Card payments are to stay in the future
SumUp co-founder Mark-Alexander Kriste visits Bulgaria for the annual DIGITALK conference
SumUp tries to make POS payments easier for small merchants
You go to the local snack bar and pay with a debit card. Then you are at a hairdresser where you also pay with a card. Finally, you get a taxi and pay with a card again. This simple scenario, even if it sounds simple, is not that easy, at least in Bulgaria. Even in the era of non-contact payments, NFC technology and internet, the merchants who accept card payments are still few. The small merchants - even less. Based in London but with offices across Europe, including Sofia, SumUp strives to change this situation.
Instead of massive POS terminals, the company sells small and, and more important - cheap devices to make mapping and contactless technology as accessible as possible. "When you are a small merchant and you need a card sale terminal, you go to your bank, where they send you to someone else who comes to your store, signing a few contracts - Visa, Mastercard, for the terminal itself, and you are finally overwhelmed and burdened from contracts and payments", says Mark-Alexander Krist, co-founder of SumUp for Capital. He is in Sofia for the annual DIGITALK Technology Conference organized by Capital and the LAUNC Hub and NEVEQ funds. "We want to make all of this more accessible."
Price is the key factor in SumUp. In the case of small traders like taxi drivers, most banks refuse to sell POS terminals because they can not make big enough turnover to be profitable for the bank. The SumUp device costs less than $ 100, and the company earns mainly commissions - receiving 1.95% of each sale. Everything else is done to be as accessible as possible: without contracts and without maintenance, as customers install their own devices. "We can do the same service as the bank one, but at one-tenth of the price," says Krist.
We are no longer looking for capital
SumUp was founded in London in 2012 and has been working internationally since the very beginning. Initially, the company has offices in Sofia, Berlin and Dublin, and now - in Amsterdam, Sao Paulo and the United States. Initially, in the company were investing American Express, BBVA and Groupon. "In the beginning in Sofia we had only two people," says Kristq adding that "today our Sofia team reaches 166 people." The team in Bulgaria is engaged in both software projects and development, as well as in several languages support services.
From the very beginning, the company's idea is to make card payments accessible to all. "Our main competition are the cash payments, most of the money are still in people's pockets, not in debit or credit cards, although the trend is clear to cards."
So far, $ 100 million has been invested in the company and it is no longer looking for foreign investors. SumUp is working on a profit since 2016. The main reason for this is the merger with the competing Payeleven, which in practice performs the same business in a smaller number of countries. SumUp currently works in 31 countries - the entire European Union, the United States, Brazil and Chile.
"In the beginning there were many players on our market, over 30 companies in the sector in 2012. Now it is us and the Swedish iZettle but they were bought by PayPal," says Krist. The iZettle deal was for $ 2.2 billion and left SumUp as one of the few that work mainly on this market.
Focus, focus, focus
During his lecture at DIGITALK in June, Krist gave a very specific advice for all the entrepreneurs: "Focus, focus, focus, and if there is something else you need to do it, focus more." SumUp's focus is currently on the development of the company in order to remain dynamic. For 2017, the company's revenue has reached $ 100 million - a growth of 80%. "It is logical, as the company actually doubled its revenue last year, the same thing happened to the employees, but we have to do it in a way that will not destroy the inner culture we have built up. You need to hire the right people to focus on growth", said Krist.
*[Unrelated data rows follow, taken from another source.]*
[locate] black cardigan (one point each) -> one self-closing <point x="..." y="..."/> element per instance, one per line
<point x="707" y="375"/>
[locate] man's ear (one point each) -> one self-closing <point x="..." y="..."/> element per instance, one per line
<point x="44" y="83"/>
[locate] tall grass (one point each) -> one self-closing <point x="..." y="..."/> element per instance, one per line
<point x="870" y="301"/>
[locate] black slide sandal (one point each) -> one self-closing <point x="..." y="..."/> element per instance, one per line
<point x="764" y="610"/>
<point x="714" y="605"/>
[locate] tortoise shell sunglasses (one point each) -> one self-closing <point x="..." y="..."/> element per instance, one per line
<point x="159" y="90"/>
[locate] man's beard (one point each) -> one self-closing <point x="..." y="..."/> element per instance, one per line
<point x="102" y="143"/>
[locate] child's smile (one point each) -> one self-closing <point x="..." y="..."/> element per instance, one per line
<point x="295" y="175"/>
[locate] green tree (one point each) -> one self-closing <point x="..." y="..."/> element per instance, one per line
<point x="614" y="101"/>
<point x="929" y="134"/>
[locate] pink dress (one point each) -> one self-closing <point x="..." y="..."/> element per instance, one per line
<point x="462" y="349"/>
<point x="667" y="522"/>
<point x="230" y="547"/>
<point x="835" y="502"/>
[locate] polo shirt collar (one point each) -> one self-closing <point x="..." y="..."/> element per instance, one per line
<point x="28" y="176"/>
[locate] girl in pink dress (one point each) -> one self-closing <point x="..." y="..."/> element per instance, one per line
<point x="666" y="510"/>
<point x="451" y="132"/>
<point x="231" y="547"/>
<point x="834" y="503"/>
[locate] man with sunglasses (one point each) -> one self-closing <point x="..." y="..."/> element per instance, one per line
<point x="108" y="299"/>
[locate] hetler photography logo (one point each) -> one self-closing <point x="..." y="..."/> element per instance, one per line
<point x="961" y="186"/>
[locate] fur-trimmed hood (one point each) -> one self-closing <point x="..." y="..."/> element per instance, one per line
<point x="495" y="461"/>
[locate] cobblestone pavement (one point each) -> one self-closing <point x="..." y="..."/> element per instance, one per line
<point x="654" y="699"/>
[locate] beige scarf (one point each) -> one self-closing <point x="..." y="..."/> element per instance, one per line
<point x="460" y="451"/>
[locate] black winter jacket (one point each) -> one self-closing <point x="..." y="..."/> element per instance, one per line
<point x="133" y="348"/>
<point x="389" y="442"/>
The company is assessed as technological, and the rest, according to Krist, is a matter of marketing. The largest markets for the company are now also associated with the countries with the largest population - such as Germany, France and the UK. Bulgaria ranks amongst the smallest with the Czech Republic, but the reason is that, although there are offices in the country as early as 2012, the SumUp product was launched here in September 2017.
"Bulgaria is an interesting market because it is full of entrepreneurs and there are many traders but few card payments." SumUp has more tnan 1,000 customers here.
"The biggest problem for merchants is the introduction of card payments," says SumUp co-founder. Currently, the company allows its customers to use all payment methods - from credit and debit cards to Apple Pay and Google Pay, but the adoption of these services on the market is slow.
The main purpose of the company is to continue its expansion. After an increase of 80% in revenues in 2017, the plans are the same for this year. In order to achieve that, in the words of Krist, SumUp should help to accelerate the global trend for more card payments and less cash ones.
"Everything is going on extremely slow. More than 60 years have passed since the first credit card was launched, but the card still does not predominate over the cash payments. The technology changes only once in a decade or two," says Krist.